Single page Print

Shader processing
Let's pull up that diagram of the G80 once more, so we have some context for talking about shader processing and performance.

Block diagram of the GeForce 8800. Source: NVIDIA.

A single SP cluster. Source: NVIDIA.

The G80's unified architecture substitutes massive amounts of more generalized parallel floating-point processing power for the vertex and pixel shaders of past GPUs. Again we can see the eight clusters of 16 SPs, with each cluster of SPs arranged in two groups of eight. To the left, you can see a slightly more detailed diagram of a single SP cluster. Each cluster has its own dedicated texture address and filtering units (the blue blocks) and its own pool of L1 cache. Behind the L1 cache is a connection to the crossbar that goes to the ROP units, with their L2 caches and connections to main memory.

Getting an exact handle on the amount of shader power available here isn't a wholly simple task, although you'll see lots of numbers thrown around as authoritative. We can get a rough sense of where the G80 stands versus the R580+ GPU in the Radeon X1950 XTX by doing some basic math. The R580+ has 48 pixel shader ALUs that can operate on four pixel components each, and it runs at 650MHz. That means the R580+ can operate on about 125 billion components per second, at optimal peak performance. With its 128 SPs at 1.35GHz, the G80 can operate on about 173 billion components per second. Of course, that's a totally bogus comparison, and I should just stop typing now. Actual performance will depend on the instruction mix, the efficiency of the architecture, and the ability of the architecture to handle different instruction types. (The G80's scalar SPs can dual-issue a MAD and a MUL, for what it's worth.)

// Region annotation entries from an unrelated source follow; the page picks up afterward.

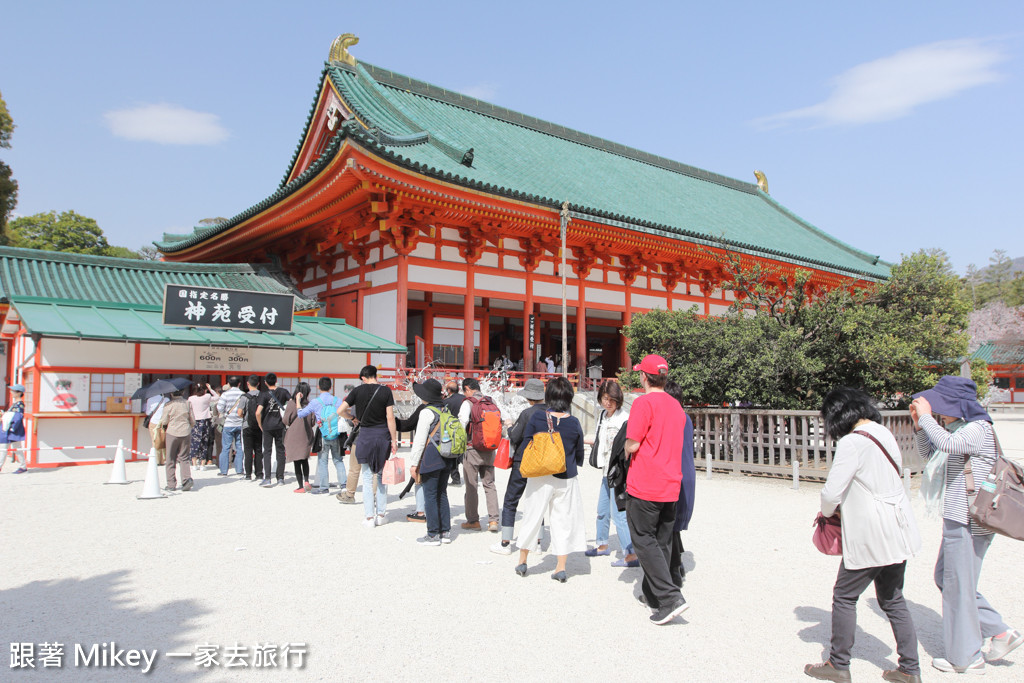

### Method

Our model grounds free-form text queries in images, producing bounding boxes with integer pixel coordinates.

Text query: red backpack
[466,396,502,451]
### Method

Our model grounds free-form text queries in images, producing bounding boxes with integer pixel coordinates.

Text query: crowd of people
[804,376,1024,683]
[6,355,1024,647]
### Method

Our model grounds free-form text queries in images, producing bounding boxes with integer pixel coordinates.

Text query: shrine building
[156,34,889,375]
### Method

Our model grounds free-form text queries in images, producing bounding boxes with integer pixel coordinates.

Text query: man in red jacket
[626,354,689,625]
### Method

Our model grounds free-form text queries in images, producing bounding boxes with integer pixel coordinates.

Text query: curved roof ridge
[758,191,892,265]
[348,61,758,195]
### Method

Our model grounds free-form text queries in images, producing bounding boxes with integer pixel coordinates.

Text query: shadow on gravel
[793,606,896,670]
[0,571,206,680]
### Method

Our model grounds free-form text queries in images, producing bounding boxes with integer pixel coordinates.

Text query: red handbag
[811,512,843,555]
[495,438,512,470]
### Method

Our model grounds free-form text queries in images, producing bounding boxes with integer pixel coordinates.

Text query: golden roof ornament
[328,33,359,67]
[754,171,771,195]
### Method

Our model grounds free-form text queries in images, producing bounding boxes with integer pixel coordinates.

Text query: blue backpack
[316,396,339,441]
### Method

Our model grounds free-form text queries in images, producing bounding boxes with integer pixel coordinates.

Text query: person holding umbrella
[131,377,191,465]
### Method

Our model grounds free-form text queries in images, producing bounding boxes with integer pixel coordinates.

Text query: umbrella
[131,377,191,400]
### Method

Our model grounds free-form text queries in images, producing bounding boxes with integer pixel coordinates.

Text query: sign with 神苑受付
[164,285,295,332]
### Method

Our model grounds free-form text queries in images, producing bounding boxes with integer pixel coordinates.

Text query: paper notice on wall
[125,373,142,413]
[39,373,90,413]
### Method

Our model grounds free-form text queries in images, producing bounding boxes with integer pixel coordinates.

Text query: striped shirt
[916,415,995,536]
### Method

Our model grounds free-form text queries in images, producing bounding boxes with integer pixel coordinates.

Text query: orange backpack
[466,396,502,451]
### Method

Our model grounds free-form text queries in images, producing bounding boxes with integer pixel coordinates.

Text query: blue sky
[0,0,1024,271]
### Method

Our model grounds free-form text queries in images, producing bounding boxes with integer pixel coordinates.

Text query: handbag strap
[853,429,900,476]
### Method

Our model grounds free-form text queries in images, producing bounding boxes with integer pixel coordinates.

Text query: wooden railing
[686,408,923,479]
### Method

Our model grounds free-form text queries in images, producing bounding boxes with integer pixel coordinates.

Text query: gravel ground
[0,450,1024,681]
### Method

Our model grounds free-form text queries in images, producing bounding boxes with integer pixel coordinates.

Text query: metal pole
[561,202,580,377]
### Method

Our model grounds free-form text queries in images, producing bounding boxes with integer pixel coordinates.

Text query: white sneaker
[932,657,985,676]
[985,629,1024,661]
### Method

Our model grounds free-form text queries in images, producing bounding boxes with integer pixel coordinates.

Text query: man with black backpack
[297,377,351,494]
[256,373,292,487]
[459,377,502,533]
[237,375,263,481]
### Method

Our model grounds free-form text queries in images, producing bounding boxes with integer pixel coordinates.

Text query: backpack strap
[853,429,901,483]
[427,405,441,443]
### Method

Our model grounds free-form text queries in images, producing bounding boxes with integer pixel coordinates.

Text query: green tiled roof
[10,297,407,353]
[971,341,1024,366]
[0,247,319,310]
[157,62,889,278]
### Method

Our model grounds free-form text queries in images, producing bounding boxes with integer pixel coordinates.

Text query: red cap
[633,353,669,375]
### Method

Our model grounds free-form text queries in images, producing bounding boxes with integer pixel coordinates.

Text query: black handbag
[607,421,630,512]
[590,410,604,469]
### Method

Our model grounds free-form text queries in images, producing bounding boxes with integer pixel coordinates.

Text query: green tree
[10,211,111,256]
[985,249,1014,301]
[623,251,970,409]
[0,93,17,246]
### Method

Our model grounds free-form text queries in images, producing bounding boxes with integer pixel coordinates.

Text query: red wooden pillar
[621,286,633,368]
[462,265,475,369]
[394,254,409,370]
[522,270,540,373]
[480,297,490,366]
[566,278,587,375]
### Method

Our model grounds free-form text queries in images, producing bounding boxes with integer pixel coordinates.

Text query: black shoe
[650,600,690,626]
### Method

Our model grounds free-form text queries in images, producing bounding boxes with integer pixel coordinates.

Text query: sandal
[611,560,640,567]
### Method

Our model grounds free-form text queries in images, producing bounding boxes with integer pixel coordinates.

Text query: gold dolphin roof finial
[328,33,359,67]
[754,171,769,195]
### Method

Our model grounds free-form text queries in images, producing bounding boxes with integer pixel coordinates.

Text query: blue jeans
[359,465,387,519]
[594,477,633,555]
[316,434,348,490]
[217,426,246,474]
[417,460,452,536]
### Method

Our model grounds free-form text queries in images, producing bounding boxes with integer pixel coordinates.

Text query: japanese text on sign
[164,285,295,332]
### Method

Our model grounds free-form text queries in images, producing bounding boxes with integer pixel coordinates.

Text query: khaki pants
[167,435,191,488]
[462,449,499,522]
[150,422,167,465]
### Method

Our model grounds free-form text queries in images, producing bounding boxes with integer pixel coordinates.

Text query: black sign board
[164,285,295,332]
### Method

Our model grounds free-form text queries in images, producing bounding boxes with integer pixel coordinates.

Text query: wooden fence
[686,408,923,480]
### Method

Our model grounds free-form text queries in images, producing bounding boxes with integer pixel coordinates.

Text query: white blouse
[821,422,921,569]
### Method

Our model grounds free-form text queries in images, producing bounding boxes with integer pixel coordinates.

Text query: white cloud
[755,39,1007,128]
[103,104,228,144]
[459,83,498,101]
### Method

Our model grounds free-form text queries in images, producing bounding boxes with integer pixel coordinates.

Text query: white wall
[409,265,466,287]
[40,338,135,368]
[473,272,528,296]
[139,344,196,371]
[302,351,367,375]
[367,265,398,287]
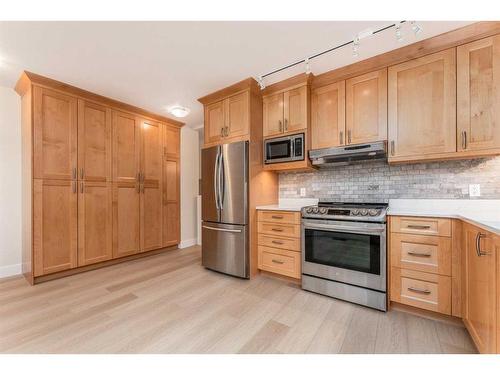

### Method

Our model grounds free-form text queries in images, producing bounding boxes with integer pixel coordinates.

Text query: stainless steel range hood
[309,141,387,168]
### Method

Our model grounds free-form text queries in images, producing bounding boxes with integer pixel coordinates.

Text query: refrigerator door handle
[214,150,220,210]
[203,225,241,233]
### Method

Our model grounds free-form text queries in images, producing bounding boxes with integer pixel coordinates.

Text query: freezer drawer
[201,222,250,278]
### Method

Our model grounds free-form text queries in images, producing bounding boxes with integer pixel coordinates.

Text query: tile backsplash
[279,156,500,202]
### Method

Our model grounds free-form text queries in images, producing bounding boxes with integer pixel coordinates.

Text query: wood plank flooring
[0,246,476,353]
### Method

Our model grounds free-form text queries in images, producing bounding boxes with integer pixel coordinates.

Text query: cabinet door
[283,86,309,133]
[163,159,180,246]
[311,81,345,149]
[140,119,163,185]
[345,68,387,144]
[33,179,78,276]
[263,93,283,137]
[78,181,113,266]
[205,101,224,144]
[78,100,112,182]
[465,225,497,353]
[457,35,500,151]
[113,182,141,258]
[33,86,77,180]
[141,184,163,251]
[388,48,456,159]
[112,111,141,182]
[224,92,250,138]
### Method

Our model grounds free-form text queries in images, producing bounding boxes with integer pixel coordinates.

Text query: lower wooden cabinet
[33,179,78,277]
[78,181,113,266]
[257,210,302,279]
[464,224,500,353]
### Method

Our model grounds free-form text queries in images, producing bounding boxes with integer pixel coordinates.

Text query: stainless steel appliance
[302,202,387,311]
[264,133,305,164]
[201,142,249,278]
[309,141,387,168]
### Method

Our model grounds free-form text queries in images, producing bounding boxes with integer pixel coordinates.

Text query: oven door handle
[304,224,385,234]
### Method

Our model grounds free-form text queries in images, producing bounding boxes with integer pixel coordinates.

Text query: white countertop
[387,199,500,235]
[256,198,318,212]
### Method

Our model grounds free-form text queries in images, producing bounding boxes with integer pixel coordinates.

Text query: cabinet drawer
[391,233,451,276]
[259,246,300,279]
[391,267,451,315]
[257,221,300,238]
[391,216,451,237]
[257,211,300,224]
[259,234,300,251]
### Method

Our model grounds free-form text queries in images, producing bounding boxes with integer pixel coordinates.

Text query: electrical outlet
[469,184,481,197]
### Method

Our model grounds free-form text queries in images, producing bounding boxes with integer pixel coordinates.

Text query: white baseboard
[0,263,22,278]
[179,238,197,249]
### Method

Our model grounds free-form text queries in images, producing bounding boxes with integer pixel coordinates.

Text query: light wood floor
[0,246,475,353]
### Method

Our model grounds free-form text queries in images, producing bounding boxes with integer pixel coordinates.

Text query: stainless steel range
[302,202,387,311]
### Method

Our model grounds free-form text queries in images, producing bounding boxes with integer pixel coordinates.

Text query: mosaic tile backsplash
[279,156,500,202]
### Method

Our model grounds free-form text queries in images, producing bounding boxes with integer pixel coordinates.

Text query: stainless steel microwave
[264,133,305,164]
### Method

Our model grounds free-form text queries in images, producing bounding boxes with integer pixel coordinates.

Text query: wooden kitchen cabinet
[263,85,309,137]
[345,68,387,145]
[33,87,78,180]
[311,81,345,150]
[78,99,113,182]
[388,48,457,162]
[457,35,500,156]
[33,179,78,277]
[464,224,498,353]
[78,181,113,266]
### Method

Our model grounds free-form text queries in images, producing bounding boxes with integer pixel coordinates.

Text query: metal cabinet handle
[408,251,432,258]
[406,224,431,229]
[408,286,431,294]
[476,233,488,257]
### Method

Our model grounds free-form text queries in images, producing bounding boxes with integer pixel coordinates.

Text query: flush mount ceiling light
[168,105,191,117]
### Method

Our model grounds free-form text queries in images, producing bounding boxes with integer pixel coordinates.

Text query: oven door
[302,219,387,291]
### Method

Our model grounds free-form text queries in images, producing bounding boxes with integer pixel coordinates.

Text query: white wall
[179,126,200,248]
[0,86,199,277]
[0,86,21,277]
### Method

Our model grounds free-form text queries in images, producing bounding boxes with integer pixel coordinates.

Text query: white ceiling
[0,21,470,127]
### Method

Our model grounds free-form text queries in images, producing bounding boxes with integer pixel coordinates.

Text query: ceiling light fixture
[168,105,191,117]
[410,21,422,36]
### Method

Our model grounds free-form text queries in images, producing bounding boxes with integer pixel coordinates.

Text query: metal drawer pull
[408,287,431,294]
[203,225,241,233]
[408,251,432,258]
[407,224,431,229]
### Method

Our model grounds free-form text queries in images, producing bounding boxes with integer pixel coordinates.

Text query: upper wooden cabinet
[263,85,309,137]
[345,68,387,145]
[311,81,345,149]
[457,35,500,153]
[464,224,499,353]
[33,87,77,180]
[78,99,112,182]
[388,48,456,161]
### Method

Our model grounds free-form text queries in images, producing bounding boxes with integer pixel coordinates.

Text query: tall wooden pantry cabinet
[16,72,183,284]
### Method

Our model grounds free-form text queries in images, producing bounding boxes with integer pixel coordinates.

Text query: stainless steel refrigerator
[201,142,249,278]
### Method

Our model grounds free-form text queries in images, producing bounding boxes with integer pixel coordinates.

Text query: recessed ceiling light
[168,105,191,117]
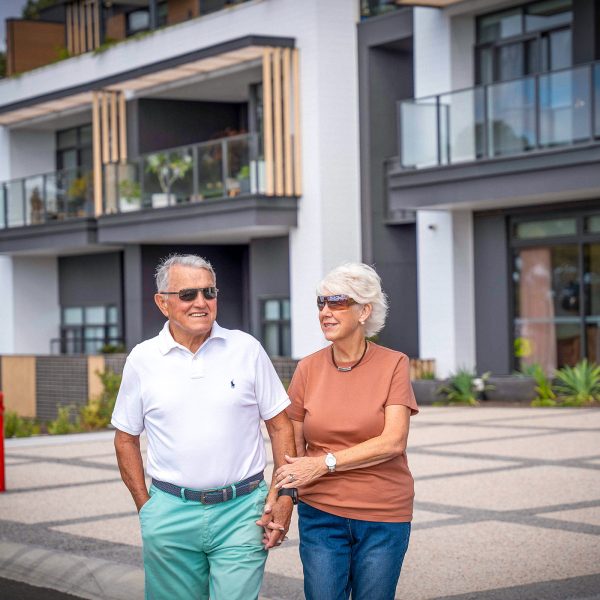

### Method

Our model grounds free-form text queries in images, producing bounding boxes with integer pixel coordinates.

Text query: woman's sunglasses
[317,294,357,310]
[160,287,219,302]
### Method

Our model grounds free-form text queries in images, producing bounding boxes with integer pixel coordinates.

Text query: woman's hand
[275,454,328,489]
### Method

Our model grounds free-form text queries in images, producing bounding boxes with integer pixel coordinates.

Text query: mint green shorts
[139,481,268,600]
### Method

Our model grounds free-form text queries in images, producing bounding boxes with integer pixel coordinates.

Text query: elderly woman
[275,264,418,600]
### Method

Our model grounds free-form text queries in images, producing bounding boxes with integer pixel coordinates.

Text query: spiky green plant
[521,363,556,406]
[554,358,600,406]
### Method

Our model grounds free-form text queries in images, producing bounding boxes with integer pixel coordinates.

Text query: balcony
[398,63,600,169]
[385,62,600,216]
[104,134,266,214]
[0,167,94,229]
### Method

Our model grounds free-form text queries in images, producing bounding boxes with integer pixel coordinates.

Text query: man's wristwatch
[277,488,298,504]
[325,452,337,473]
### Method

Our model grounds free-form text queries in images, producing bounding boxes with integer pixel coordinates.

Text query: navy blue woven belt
[152,471,264,504]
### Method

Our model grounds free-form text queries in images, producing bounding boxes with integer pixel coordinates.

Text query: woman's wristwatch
[277,488,298,504]
[325,452,337,473]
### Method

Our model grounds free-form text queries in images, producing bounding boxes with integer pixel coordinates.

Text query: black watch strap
[277,488,298,504]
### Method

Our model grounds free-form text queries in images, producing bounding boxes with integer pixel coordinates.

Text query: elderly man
[112,255,296,600]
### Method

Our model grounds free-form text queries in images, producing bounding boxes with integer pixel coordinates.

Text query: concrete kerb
[0,542,144,600]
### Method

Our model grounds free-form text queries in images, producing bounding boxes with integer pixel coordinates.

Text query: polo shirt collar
[158,321,228,355]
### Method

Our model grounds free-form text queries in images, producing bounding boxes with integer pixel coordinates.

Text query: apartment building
[0,0,361,357]
[358,0,600,376]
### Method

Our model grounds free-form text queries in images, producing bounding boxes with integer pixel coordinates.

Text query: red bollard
[0,392,6,492]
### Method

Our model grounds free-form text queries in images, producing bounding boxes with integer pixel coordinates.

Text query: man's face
[154,265,217,345]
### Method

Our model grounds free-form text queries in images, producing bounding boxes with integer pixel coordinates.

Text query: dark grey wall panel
[358,9,419,356]
[35,356,88,421]
[58,252,121,306]
[573,0,600,65]
[249,236,290,339]
[133,99,248,154]
[473,213,512,375]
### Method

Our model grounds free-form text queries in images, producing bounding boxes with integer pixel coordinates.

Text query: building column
[417,210,475,377]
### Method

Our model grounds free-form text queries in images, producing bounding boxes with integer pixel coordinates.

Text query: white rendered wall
[413,7,452,98]
[0,256,16,354]
[12,256,60,354]
[0,125,10,181]
[417,210,475,377]
[8,129,56,180]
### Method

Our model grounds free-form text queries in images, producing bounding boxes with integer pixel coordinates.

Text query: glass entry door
[511,213,600,374]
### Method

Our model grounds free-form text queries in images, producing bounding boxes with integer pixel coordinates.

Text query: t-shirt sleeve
[287,364,306,421]
[385,354,419,415]
[110,358,144,435]
[254,346,290,421]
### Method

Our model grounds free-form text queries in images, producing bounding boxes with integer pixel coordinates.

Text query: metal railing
[0,167,94,229]
[397,62,600,168]
[104,134,265,214]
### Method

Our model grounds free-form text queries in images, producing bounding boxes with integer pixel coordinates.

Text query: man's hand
[256,496,294,550]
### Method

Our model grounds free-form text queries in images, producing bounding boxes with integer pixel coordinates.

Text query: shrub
[79,369,121,431]
[48,405,80,435]
[435,369,494,406]
[554,358,600,406]
[520,363,556,406]
[4,410,40,438]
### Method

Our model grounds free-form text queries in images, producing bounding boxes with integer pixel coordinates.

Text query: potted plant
[119,179,142,212]
[146,152,192,208]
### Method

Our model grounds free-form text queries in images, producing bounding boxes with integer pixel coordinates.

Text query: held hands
[256,496,294,550]
[275,454,328,489]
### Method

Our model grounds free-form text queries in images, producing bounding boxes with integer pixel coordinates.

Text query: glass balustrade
[104,134,265,213]
[0,168,94,228]
[398,63,600,169]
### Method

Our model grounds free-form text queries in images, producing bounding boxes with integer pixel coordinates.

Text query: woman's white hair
[154,254,217,293]
[317,263,388,337]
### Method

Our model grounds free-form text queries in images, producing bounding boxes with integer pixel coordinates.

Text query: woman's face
[319,290,370,342]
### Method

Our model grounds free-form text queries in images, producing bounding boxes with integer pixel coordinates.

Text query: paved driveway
[0,407,600,600]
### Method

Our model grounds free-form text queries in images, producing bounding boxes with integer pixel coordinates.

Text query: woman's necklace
[331,340,368,372]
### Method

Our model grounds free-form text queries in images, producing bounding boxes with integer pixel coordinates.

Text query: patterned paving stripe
[432,574,600,600]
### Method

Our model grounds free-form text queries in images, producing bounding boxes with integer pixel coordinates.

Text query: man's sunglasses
[160,287,219,302]
[317,294,357,310]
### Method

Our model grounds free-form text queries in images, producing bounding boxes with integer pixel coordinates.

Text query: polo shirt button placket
[191,354,204,379]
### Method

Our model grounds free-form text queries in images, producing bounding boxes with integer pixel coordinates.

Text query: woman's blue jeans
[298,502,410,600]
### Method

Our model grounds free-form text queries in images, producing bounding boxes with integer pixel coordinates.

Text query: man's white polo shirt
[112,322,290,489]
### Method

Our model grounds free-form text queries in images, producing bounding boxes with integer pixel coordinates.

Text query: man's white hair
[154,254,217,293]
[317,263,388,337]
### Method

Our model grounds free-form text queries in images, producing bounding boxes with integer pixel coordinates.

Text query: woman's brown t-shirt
[287,343,418,522]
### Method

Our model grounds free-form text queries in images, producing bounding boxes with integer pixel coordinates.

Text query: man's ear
[154,294,169,317]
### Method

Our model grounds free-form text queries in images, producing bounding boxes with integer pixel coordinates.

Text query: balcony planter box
[486,375,537,403]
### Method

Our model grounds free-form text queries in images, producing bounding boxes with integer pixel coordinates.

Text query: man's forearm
[115,431,149,512]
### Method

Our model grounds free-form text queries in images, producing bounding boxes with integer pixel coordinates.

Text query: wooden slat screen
[263,48,302,196]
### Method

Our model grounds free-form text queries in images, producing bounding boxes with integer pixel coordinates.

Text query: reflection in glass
[440,87,483,164]
[513,244,582,373]
[539,67,590,146]
[525,0,573,31]
[478,8,522,42]
[399,98,438,167]
[488,77,535,156]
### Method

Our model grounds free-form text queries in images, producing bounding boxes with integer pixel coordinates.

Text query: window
[56,125,93,171]
[261,298,292,356]
[475,0,573,84]
[59,305,123,354]
[511,213,600,373]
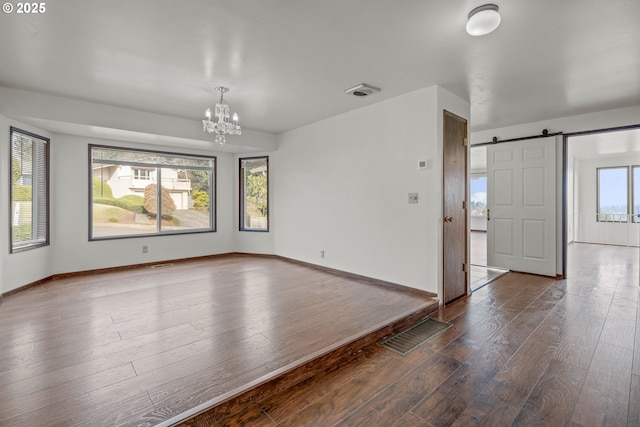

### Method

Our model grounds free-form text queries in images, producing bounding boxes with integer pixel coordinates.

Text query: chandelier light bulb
[467,3,501,36]
[202,86,242,145]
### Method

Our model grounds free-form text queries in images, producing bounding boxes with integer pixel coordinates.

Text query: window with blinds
[10,127,49,252]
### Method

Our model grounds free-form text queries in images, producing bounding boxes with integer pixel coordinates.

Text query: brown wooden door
[442,111,467,304]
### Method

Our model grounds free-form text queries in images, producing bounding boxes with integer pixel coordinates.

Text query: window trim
[9,126,51,254]
[238,156,271,233]
[629,165,640,224]
[87,144,218,242]
[596,166,632,224]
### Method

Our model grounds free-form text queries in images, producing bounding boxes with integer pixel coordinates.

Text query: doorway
[469,146,509,292]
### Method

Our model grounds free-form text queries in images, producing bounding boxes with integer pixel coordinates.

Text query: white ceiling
[0,0,640,134]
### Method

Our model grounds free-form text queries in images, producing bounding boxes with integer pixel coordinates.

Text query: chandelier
[202,86,242,145]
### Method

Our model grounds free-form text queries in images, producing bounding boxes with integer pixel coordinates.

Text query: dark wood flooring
[215,244,640,427]
[0,255,437,427]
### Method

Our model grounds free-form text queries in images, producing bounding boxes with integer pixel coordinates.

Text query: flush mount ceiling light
[467,3,501,36]
[202,86,242,145]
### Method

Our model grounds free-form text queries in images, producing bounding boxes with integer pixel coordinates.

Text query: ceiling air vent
[344,83,380,97]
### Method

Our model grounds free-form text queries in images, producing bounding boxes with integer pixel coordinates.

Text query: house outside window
[89,145,216,240]
[240,156,269,231]
[10,127,49,253]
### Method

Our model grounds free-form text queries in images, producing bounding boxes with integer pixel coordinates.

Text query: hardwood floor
[0,255,437,426]
[215,244,640,427]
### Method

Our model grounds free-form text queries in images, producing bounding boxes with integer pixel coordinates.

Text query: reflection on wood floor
[0,255,438,427]
[216,244,640,427]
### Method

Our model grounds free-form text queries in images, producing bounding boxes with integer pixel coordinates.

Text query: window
[240,157,269,231]
[471,174,487,216]
[10,127,49,252]
[89,145,216,240]
[633,166,640,222]
[597,166,629,222]
[133,168,151,181]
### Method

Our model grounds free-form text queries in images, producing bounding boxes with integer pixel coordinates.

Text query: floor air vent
[151,263,173,268]
[380,318,452,356]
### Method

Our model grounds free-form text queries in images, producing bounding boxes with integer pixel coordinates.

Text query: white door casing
[487,137,556,276]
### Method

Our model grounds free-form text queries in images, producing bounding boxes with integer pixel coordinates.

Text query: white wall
[271,87,469,292]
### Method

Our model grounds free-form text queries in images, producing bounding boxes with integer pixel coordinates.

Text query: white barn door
[487,137,556,276]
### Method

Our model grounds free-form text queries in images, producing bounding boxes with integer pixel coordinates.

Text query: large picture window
[89,145,216,240]
[10,127,49,252]
[240,157,269,231]
[597,166,629,222]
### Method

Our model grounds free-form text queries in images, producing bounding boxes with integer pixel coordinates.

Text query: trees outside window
[90,146,216,240]
[240,156,269,231]
[10,127,49,252]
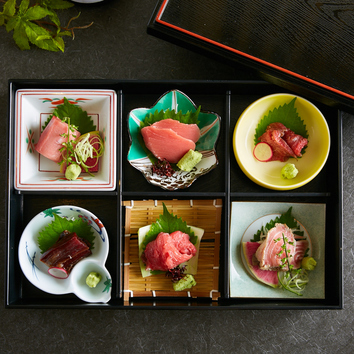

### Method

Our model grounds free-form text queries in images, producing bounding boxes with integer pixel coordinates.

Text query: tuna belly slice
[142,231,197,271]
[35,116,80,162]
[40,230,91,274]
[153,118,200,143]
[141,125,195,163]
[256,224,296,270]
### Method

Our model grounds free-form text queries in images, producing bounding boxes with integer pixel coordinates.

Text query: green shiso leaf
[140,106,201,129]
[254,97,308,145]
[251,207,304,242]
[42,97,96,134]
[143,203,198,249]
[38,214,95,253]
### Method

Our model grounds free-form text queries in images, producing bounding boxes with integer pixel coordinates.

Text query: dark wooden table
[149,0,354,110]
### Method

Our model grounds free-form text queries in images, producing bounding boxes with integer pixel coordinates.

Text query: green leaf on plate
[42,97,96,134]
[254,97,308,145]
[38,214,95,253]
[140,106,201,129]
[143,203,198,249]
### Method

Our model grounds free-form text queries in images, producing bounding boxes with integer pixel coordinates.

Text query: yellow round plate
[233,94,330,190]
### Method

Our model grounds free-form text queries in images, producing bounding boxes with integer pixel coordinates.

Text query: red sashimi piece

The G80 uses a threading model, with an internal thread processor, to track all data being processed. Nvidia says the G80 can have "thousands of threads" in flight at any given time, and it switches between them regularly in order to keep all of the SPs as fully occupied as possible. Certain operations like texture fetch or filtering can take quite a while, relatively speaking, so the SPs will switch away to another task while such an operation completes.

Threading also facilitates the use of a common shader unit for vertex, pixel, and geometry shader processing. Threading is the primary means of load balancing between these different data types. For DirectX 9 applications, that means vertex and pixel threads only, but the G80 can do robust load balancing between these thread types even though the DX9 API doesn't have a unified shader instruction language. Load balancing is handled automatically, so it's transparent to applications.

ATI created its first unified shader architecture in the Xenos chip for the Xbox 360, and all parties involved—including Microsoft, ATI, and Nvidia—seem to agree that unified shaders are the way to go. By their nature, graphics workloads tend to vary between being more pixel-intensive and more vertex-intensive, from scene to scene or even as one frame is being drawn. The ability to retask computational resources dynamically allows the GPU to use the bulk of it resources to attack the present bottleneck. This arrangement ensures that large portions of the chip don't sit unused while others face more work than they can handle.

To illustrate the merits of a unified architecture, Nvidia showed us a demo using the game Company of Heroes and a tool called NVPerfHUD that plots the percentage of pixel and vertex processing power used over time. Here's a slide that captures the essence of what we saw.

Source: Nvidia.

The proportion of GPU time dedicated to vertex and pixel processing tended to swing fluidly in a pretty broad range. Pixel processing was almost always more prominent than vertex processing, but vertex time would spike occasionally when there was lots of geometric complexity on the screen. That demo alone makes a pretty convincing argument for the merits of unified shaders—and for the G80's implementation of them.

Threading also governs the GPU's ability to process advanced shader capabilities like dynamic branching. On a parallel chip like this one, branches can create problems because the GPU may have to walk a large block of pixels through both sides of a branch in order to get the right results. ATI made lots of noise about the 16-pixel branching granularity in R520 when it was introduced, only to widen the design to 48 pixel shaders (and thus to 48-pixel granularity) with the R580. For G80, Nvidia equates one pixel to one thread, and says the GPU's branching granularity is 32 pixels—basically the width of the chip, since pixels have four scalar components each. In the world of GPUs, this constitutes reasonably fine branching granularity.

One more, somewhat unrelated, note on the G80's stream processors. Nvidia's pixel shaders have supported 32-bit floating-point datatypes for some time now, but the variance of data formats available on graphics processors has been an issue for just as long. The DirectX 10 specification attempts to tidy these things up a bit, and Nvidia believes the G80 can reasonably claim to be IEEE 754-compliant—perhaps not in every last picky detail of the spec, but generally so. This fact should make the G80 better suited for general computational tasks.